Il volume di O’Malley descrive molto bene come questo processo di arroccamento si fuse con l’esaltazione del centralismo “monarchico” del potere papale, all’interno di un corpo ecclesiale concepito come “società perfetta”, autosussistente e in rapporto di antitesi rispetto al mondo secolare laicizzato. Rinserrandosi nei propri ranghi, una Chiesa in dissidio con le linee di evoluzione di una modernità nata, comunque, dalle viscere del mondo cristianizzato scelse di fare leva sul fulcro direttivo superiore per riorganizzarsi come blocco dotato di coesione e capacità di resistenza. Per reagire a tutte le influenze che soffiavano in senso contrario, il ruolo del papato fu enfatizzato fino a farne l’ultimo baluardo contro il complotto strisciante del “liberalismo” e il “progresso” di una “moderna civiltà” marchiata implacabilmente a fuoco nel Sillabo di Pio IX.

De Maistre, con il suo Du pape del 1819, aveva già fornito alle ambizioni di rivincita dell’antimodernismo della Restaurazione uno dei suoi manifesti più incisivi: “Il cristianesimo si fonda completamente sul papa, così che come principio dell’ordine politico–sociale (…) si può stabilire questa concatenazione: (…) non c’è religione europea senza il cristianesimo, non c’è cristianesimo senza cattolicesimo, non c’è cattolicesimo senza il papa, non c’è papa senza la sovranità che gli spetta” (lettera al conte Pierre Louis de Blacas, 1814). Nei decenni successivi, questa visione ecclesiologica fortemente centralistica, insieme ai presupposti politico–ideologici che ne erano il corollario naturale, prese sempre più decisamente piede a tutti i livelli della gerarchia, nell’immaginario religioso e nella circolazione della cultura che passava attraverso l’editoria, gli istituti di formazione, l’azione educativa del mondo cattolico. Nell’onda lunga di questi sviluppi, si posero le premesse che portarono alla convocazione del concilio Vaticano I, sotto lo stretto controllo della curia romana e degli ambienti più vicini al pontefice regnante, che era ancora Pio IX.

I capitoli conclusivi del libro di O’Malley ricostruiscono lo svolgimento dei lavori del concilio, chiusi forzatamente nell’estate del 1870 con la presa di Roma occupata dalle truppe dell’esercito italiano. Ritiratosi il papa nei palazzi vaticani, il concilio rimase sospeso e non fu più riunito.
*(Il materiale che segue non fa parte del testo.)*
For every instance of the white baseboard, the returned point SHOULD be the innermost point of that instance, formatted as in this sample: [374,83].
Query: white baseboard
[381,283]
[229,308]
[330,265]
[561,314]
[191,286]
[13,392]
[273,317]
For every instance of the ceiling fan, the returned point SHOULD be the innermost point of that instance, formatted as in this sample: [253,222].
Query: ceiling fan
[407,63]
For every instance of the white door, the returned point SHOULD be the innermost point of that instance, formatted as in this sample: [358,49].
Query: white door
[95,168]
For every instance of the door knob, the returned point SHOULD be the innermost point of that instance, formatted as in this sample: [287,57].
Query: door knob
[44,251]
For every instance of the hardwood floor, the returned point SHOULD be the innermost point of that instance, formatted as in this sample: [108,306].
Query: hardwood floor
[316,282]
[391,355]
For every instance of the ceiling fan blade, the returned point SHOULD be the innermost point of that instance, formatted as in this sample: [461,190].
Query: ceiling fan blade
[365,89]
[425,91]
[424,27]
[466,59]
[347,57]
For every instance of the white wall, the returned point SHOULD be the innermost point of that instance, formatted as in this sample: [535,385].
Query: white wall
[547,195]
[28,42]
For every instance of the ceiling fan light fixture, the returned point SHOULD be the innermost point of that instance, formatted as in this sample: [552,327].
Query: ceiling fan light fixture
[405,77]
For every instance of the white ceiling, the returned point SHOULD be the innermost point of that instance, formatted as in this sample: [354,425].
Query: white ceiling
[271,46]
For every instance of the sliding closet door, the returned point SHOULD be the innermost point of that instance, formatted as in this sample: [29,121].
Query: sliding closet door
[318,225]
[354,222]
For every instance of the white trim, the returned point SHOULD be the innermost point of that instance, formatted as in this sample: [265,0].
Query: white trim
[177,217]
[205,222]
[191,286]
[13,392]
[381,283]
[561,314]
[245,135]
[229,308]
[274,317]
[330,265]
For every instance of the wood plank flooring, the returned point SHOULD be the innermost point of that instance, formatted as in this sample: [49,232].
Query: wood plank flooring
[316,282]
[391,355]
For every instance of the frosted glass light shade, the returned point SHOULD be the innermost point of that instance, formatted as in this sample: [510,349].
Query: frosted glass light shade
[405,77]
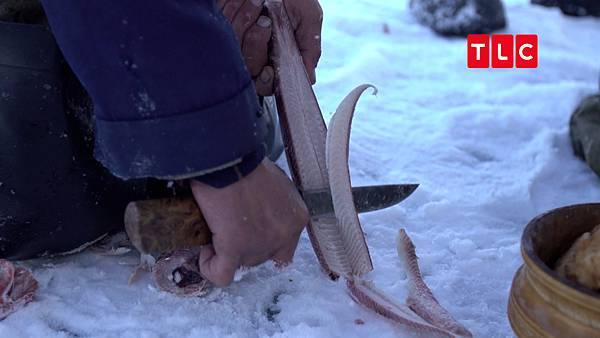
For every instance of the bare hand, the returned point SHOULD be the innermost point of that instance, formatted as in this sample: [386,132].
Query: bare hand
[253,220]
[253,30]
Nel frattempo, si era potuto approvare le costituzioni dogmatiche Dei filius, sulla conoscibilità della fede e i suoi rapporti con la ragione umana, e Pastor aeternus, rivolta alla ridefinizione del primato pontificio e del suo valore di cardine della struttura unitaria della Chiesa.
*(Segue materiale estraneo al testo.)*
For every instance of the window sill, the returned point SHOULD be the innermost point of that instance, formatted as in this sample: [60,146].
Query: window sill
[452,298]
L’iter che portò alla promulgazione del secondo documento fu quanto mai travagliato, accendendo la dialettica con una minoranza che alla fine rimase sonoramente sconfitta. Il suo punto più delicato era il capitolo quarto, che prese il titolo: “Del magistero infallibile del romano pontefice”. L’esplicitazione del valore di verità vincolante da attribuire ai pronunciamenti solenni dell’autorità suprema della Chiesa costrinse, allora, a comprimere fortemente il senso della comunione e la visione organica di un pluralismo ecclesiale all’interno del quale il primato petrino vedeva oscurata la sua natura di carisma di servizio, in funzione del coordinamento del corpo organico dei fedeli in Cristo. Molti teologi, vescovi e cardinali si opposero, senza successo, a un irrigidimento unilaterale dell’infallibilità pontificia, che rischiava di apparire innalzata a una sorta di proprietà separata, personale e “assoluta”, del papa inteso come individuo fisico.

Ebbero la meglio i prelati intransigenti e i teologi di punta della Compagnia di Gesù. Nelle loro tesi si riconosceva pienamente il pontefice, che in un’accesa discussione con un esponente del fronte moderato, il cardinale domenicano Filippo Maria Guidi, lo avrebbe impietosamente redarguito senza mezzi termini: “Io, io sono la tradizione! Io, io sono la Chiesa”. Ma Guidi si difese confessando di essersi sentito semplicemente in dovere di seguire la propria coscienza, nonché l’insegnamento di san Tommaso e di Bellarmino.